Como persona con mente racional desde mi juventud, me ha gustado hacer el papel de abogado del diablo, es decir, dedicarme a poner en tela de juicio las creencias de todo tipo, y por ello hace ya muchos años (antes de 1993) publiqué en un libro sobre la historia de Castropodame (en el apéndice o anexo) una pequeña nota diciendo que no es cierto en modo alguno que desde el día que se inicia el invierno en el hemisferio norte hasta el Día de Reyes la duración del día (horas de luz) se haya incrementado en media hora. Calculé que el crecimiento real debía ser de unos 10 minutos máximo. Este cálculo debía ser referido, eso sí, a la latitud de Madrid, ya que utilicé los datos del Observatorio Astronómico de Madrid.

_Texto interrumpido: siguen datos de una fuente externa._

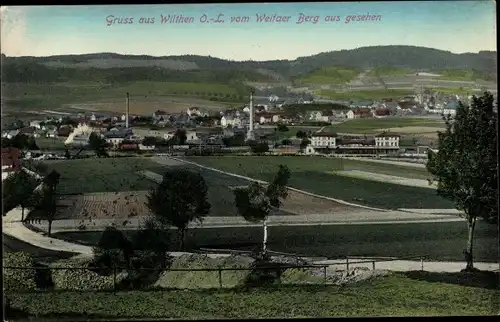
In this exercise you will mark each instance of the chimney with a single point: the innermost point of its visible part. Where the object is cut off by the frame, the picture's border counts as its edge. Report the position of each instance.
(127, 111)
(251, 112)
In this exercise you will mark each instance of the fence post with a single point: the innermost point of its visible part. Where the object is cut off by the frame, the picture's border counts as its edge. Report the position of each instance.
(114, 278)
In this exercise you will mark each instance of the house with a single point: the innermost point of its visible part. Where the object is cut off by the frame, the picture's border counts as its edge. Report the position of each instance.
(10, 134)
(159, 114)
(359, 113)
(323, 139)
(10, 161)
(193, 111)
(29, 131)
(265, 118)
(64, 131)
(115, 136)
(229, 120)
(36, 125)
(82, 139)
(191, 136)
(387, 140)
(381, 112)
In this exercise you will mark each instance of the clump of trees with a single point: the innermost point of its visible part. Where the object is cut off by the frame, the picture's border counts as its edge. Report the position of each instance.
(255, 202)
(179, 199)
(465, 166)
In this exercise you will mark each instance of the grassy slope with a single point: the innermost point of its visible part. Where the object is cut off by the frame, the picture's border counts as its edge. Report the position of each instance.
(364, 95)
(54, 95)
(389, 71)
(330, 75)
(441, 241)
(369, 125)
(391, 296)
(310, 174)
(460, 74)
(103, 175)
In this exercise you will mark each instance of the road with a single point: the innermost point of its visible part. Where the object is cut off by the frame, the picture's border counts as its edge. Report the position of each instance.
(11, 244)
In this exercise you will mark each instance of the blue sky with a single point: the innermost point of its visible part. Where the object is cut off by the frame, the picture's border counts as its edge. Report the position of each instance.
(457, 26)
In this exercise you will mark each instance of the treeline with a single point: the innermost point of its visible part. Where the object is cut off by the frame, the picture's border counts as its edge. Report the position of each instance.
(30, 72)
(412, 57)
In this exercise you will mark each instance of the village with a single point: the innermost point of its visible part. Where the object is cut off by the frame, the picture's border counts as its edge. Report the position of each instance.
(288, 127)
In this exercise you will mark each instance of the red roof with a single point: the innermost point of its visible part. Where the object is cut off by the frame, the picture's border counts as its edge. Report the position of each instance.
(10, 158)
(325, 134)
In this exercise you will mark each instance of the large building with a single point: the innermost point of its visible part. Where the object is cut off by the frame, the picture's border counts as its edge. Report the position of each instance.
(332, 143)
(10, 161)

Posteriormente (año 2009) en una revista especializada en estos temas (Carpe Diem) analicé de nuevo este asunto. Dado que es una revista especializada en astronomía (relojes de sol), la explicación que di está apoyada en fórmulas matemáticas de trigonometría esférica. Además, en esta ocasión (diciembre de 2009) me centré en el caso del Bierzo y teniendo en cuenta que nuestra comarca es una hoya rodeada de montes por todas partes. Yo hice los cálculos con la hipótesis de que en un punto representativo de la hoya berciana la altura media del horizonte se hallare a 5º. Por otra parte hay que tener en cuenta que el Bierzo está a una latitud superior a la de Madrid (42,5º frente a los 40,5º de Madrid) y este detalle hay que considerarlo. Es bien sabido que la duración del día (horas de luz) en el invierno del nuestro hemisferio disminuye con la latitud, de tal modo que si subimos lo suficiente (Noruega, por ejemplo) podemos llegar a lugares de la llamada noche continua, es decir, que en ciertas fechas el sol no llega en todo el día a verse por encima del horizonte. Son justamente los mismos en los que en verano y en todo el día no llega a ocultarse y en los que se puede observar el conocido como “sol de medianoche”.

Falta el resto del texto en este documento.